Слова, превратившие антипатию Робера к светским людям в самое глубокое и мучительное отвращение, которое возбуждали в нем главным образом те, кто менее всего этого заслуживал, — любящие родственники, пытавшиеся по просьбе его семьи склонить подругу Сен-Лу к разрыву с ним, — попытка, которую она изобразила ему так, словно она была им внушена любовью к ней. Робер, хотя он тотчас же перестал бывать у них, думал, когда ему, как, например, сейчас, приходилось быть вдали от своей подруги, что они или какие-нибудь другие люди пользуются его отсутствием, чтобы возобновить атаку, и, может быть, заслужили ее благосклонность. И когда он говорил об охотниках весело пожить, обманывающих своих друзей, старающихся развратить женщину, привести ее в дом свиданий, лицо его дышало страданием и ненавистью.
— Я убил бы их более спокойно, чем собаку, животное, во всяком случае, милое, честное и верное. Вот кто гораздо больше заслуживает гильотины, чем те несчастные, которых на преступление толкнули нищета и жестокость богачей.
Большую часть времени занимали у него письма и телеграммы, которые он посылал своей любовнице. Всякий раз, когда, не позволяя ему вернуться в Париж, она и на расстоянии находила способ поссориться с ним, я узнавал это по его расстроенному лицу. Так как любовница никогда не говорила ему, в чем она может его упрекнуть, то, подозревая, что она не говорит ему этого, может быть, потому, что и сама не знает, и что он просто надоел ей, Сен-Лу все-таки желал получить объяснения и писал ей: «Скажи мне, что я сделал дурного. Я готов признать мою вину», — ибо в результате испытанного огорчения он убеждал себя, что в чем-то виноват.
Но она заставляла его бесконечно долго дожидаться ответов, к тому же лишенных всякого смысла. И недаром мне приходилось видеть, как Сен-Лу, с озабоченным лицом и нередко с пустыми рука-ми, возвращался с почты, куда из всего отеля только он и Франсуаза ходили сами отправлять и получать свои письма — он от нетерпения, свойственного влюбленному, она же из недоверия, отличавшего нашу старую служанку. (Телеграммы заставляли его проделывать еще более далекий путь.)
Когда через несколько дней после обеда у Блоков бабушка радостно сообщила мне, что Сен-Лу спрашивал ее, не разрешит ли она ему до его отъезда из Бальбека снять ее, и когда я увидел, что она ради этого надела свое лучшее платье и колеблется, какую выбрать шляпу, я был несколько раздосадован этим ребячеством, которое с ее стороны так удивило меня.
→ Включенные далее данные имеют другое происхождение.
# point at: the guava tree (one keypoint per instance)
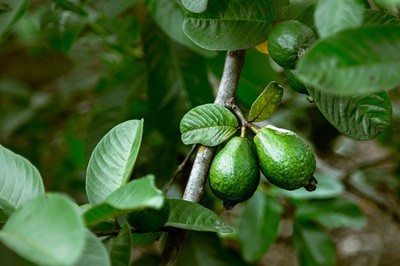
(194, 131)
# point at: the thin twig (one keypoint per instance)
(195, 187)
(133, 231)
(181, 168)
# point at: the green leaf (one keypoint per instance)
(139, 194)
(192, 216)
(313, 245)
(95, 253)
(332, 213)
(60, 28)
(208, 124)
(359, 117)
(327, 187)
(259, 224)
(11, 12)
(46, 232)
(195, 6)
(266, 103)
(334, 16)
(144, 239)
(230, 24)
(20, 181)
(169, 17)
(120, 252)
(376, 18)
(355, 61)
(112, 161)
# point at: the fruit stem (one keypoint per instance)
(243, 132)
(234, 108)
(312, 185)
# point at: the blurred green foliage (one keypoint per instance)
(71, 70)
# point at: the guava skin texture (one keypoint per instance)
(289, 40)
(234, 173)
(286, 160)
(149, 220)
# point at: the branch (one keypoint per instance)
(133, 231)
(195, 187)
(180, 168)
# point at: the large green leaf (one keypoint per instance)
(259, 224)
(355, 61)
(112, 161)
(376, 17)
(195, 6)
(266, 103)
(11, 12)
(46, 231)
(230, 24)
(208, 124)
(332, 213)
(327, 187)
(192, 216)
(120, 252)
(313, 245)
(334, 16)
(95, 253)
(139, 194)
(20, 181)
(359, 117)
(168, 15)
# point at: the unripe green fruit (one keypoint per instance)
(234, 173)
(149, 219)
(287, 41)
(286, 160)
(295, 83)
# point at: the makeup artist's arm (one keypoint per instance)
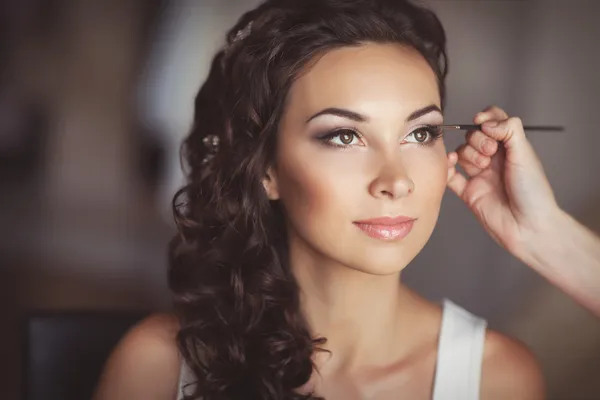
(508, 191)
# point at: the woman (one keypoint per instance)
(316, 174)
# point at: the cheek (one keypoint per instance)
(318, 188)
(429, 172)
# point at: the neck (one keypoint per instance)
(356, 312)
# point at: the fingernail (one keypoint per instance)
(490, 124)
(488, 146)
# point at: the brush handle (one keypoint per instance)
(466, 127)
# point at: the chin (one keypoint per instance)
(384, 258)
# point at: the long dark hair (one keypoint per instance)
(242, 333)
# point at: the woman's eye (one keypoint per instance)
(421, 135)
(343, 137)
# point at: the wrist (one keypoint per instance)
(543, 245)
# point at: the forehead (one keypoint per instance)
(366, 77)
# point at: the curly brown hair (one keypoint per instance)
(242, 331)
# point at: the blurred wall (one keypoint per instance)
(87, 233)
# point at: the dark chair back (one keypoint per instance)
(65, 351)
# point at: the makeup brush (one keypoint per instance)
(466, 127)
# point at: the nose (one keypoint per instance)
(392, 181)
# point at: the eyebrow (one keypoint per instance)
(354, 116)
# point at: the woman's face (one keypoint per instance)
(354, 146)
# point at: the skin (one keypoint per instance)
(382, 336)
(508, 191)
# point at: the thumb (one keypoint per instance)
(511, 134)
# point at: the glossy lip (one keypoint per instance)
(386, 228)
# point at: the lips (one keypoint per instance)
(386, 228)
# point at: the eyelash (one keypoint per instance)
(435, 132)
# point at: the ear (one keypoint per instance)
(270, 184)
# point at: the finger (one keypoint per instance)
(457, 182)
(470, 169)
(482, 143)
(491, 113)
(466, 152)
(452, 159)
(509, 131)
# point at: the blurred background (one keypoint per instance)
(95, 98)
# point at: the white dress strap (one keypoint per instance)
(460, 355)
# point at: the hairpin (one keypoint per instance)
(211, 142)
(243, 33)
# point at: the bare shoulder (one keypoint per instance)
(510, 370)
(145, 364)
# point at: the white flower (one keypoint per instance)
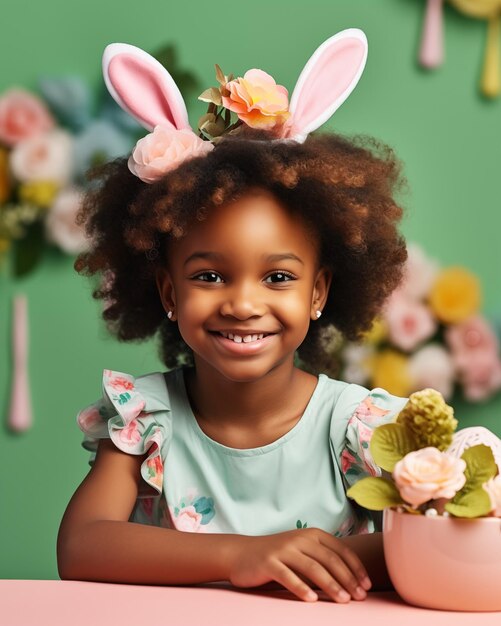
(60, 224)
(428, 474)
(44, 157)
(432, 366)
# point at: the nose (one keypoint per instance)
(242, 300)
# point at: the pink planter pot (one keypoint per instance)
(444, 563)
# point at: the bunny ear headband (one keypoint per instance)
(146, 90)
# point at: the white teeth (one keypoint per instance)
(240, 339)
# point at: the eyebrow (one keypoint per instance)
(272, 258)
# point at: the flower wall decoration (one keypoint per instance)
(48, 141)
(431, 334)
(431, 52)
Я даже задал себе вопрос, не обманулся ли я в моей бабушке, не слишком ли высоко я ее ставлю, так ли она равнодушна ко всему, касающемуся ее личности, нет ли в ней того, что я считал наиболее чуждым ей, — кокетства.
К несчастью, досада, вызванная во мне этим проектом, а в особенности тем удовольствием, которое, видимо, он доставлял бабушке, проявилась настолько заметно, что Франсуаза обратила на нее внимание и невольно постаралась усилить ее, обратившись ко мне с чувствительной, растроганной речью, которой я не пожелал внять:
— Ах, сударь, бедной барыне так приятно, что ее будут снимать, и ведь она даже наденет шляпу, которую для нее переделала старая Франсуаза. Не надо мешать ей, сударь!